I had no clue how to start so I went and checked out all the blogs I could find. But still I didn’t really know where I wanted to start. And having an Enneagram 1 wing I’m such a perfectionist I didn’t want to start and it not be perfect.

I had this idea that maybe I should take a step down and just focus on a resolution. So that’s what I did. I took the time to focus and figure out what I’d like 2019 to be about.

I tried to think about what was good in 2018 that I would like more of in 2019. I tried to think about areas that I was learning I needed growth in. I tried to focus on things that I could actively change and I didn’t need anyone or anything else in order to make sure that change happened.

While trying to come up with something I heard a sermon that gave me an idea. In Joshua God delivers the Israelites into the Promised Land after decades of wandering in the wilderness. In doing this He dries up the Jordan River so they can pass.
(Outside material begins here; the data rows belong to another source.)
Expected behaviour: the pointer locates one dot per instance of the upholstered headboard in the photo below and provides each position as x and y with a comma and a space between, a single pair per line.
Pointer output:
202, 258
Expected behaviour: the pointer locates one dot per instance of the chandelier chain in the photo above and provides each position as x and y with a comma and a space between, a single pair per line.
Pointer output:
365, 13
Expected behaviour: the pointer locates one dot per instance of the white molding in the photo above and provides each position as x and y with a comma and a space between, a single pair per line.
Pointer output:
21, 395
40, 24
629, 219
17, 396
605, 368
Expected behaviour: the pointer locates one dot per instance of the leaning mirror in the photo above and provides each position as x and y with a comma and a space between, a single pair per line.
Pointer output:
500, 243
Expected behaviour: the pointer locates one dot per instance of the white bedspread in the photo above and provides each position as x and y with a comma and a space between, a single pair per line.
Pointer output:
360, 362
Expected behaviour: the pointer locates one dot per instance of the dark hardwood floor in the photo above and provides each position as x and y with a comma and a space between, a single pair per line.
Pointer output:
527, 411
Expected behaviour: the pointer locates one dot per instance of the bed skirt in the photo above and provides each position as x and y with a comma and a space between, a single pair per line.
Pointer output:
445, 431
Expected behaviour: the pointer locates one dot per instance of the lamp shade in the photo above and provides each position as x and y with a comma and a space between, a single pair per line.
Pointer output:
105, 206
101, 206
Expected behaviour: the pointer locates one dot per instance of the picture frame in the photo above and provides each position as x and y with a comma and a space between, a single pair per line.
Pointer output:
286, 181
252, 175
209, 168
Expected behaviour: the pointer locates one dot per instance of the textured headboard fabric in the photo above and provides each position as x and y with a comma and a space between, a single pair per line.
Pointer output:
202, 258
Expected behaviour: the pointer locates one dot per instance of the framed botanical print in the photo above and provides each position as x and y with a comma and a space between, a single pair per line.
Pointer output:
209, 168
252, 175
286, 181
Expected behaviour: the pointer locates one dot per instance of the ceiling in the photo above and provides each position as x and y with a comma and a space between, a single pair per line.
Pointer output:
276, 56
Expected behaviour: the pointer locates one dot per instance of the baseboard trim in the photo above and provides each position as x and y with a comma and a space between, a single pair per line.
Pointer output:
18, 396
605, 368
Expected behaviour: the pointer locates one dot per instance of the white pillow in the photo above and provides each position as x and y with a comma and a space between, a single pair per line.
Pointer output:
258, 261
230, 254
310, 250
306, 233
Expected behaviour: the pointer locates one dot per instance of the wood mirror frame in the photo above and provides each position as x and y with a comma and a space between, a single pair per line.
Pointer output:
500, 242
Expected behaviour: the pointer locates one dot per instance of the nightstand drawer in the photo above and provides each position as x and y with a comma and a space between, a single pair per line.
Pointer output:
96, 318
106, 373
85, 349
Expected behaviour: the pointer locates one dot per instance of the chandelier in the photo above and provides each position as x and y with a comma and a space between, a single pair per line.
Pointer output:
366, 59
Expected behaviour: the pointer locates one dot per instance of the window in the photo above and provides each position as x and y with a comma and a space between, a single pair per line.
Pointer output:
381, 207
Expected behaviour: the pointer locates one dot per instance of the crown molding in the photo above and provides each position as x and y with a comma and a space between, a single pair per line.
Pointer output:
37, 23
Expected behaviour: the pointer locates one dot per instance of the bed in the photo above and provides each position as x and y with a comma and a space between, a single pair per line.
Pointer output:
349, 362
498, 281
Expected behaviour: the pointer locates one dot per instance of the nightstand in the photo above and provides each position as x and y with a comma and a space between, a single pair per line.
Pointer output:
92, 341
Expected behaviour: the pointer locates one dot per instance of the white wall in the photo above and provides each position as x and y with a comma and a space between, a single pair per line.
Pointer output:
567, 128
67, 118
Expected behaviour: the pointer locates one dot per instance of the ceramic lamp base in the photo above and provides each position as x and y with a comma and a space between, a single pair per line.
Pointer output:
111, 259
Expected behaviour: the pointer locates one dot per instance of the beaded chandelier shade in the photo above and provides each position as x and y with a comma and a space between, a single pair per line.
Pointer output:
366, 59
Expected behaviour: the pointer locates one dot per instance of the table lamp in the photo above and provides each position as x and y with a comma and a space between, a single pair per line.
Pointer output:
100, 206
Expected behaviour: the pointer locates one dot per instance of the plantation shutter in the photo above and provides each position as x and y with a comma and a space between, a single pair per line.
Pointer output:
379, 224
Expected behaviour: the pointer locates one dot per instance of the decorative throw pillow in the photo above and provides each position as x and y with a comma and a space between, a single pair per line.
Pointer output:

After they are through God has them place 12 stones as a reminder of God’s might for generations to come.

But it doesn’t take long before the Israelites forget God’s power. They had a sign with the 12 stones but no one is talking about it and soon everyone forgets.

I don’t want to forget God’s goodness. I don’t want to be blind to it. I don’t want to see it and not share it. I want to consistently be reminded of how good He is. So for 2019 I want to focus on God’s goodness. I want to share how He provides.

I will share each week something that God has done. It may be something small, like having a friend reach out right when I need it. It may be something big, like that time God gave me $2,000 in 2 weeks so I could join a mission trip I wasn’t originally supposed to be on.

My goal this year is to be plugged into God’s goodness and might around me and then share it.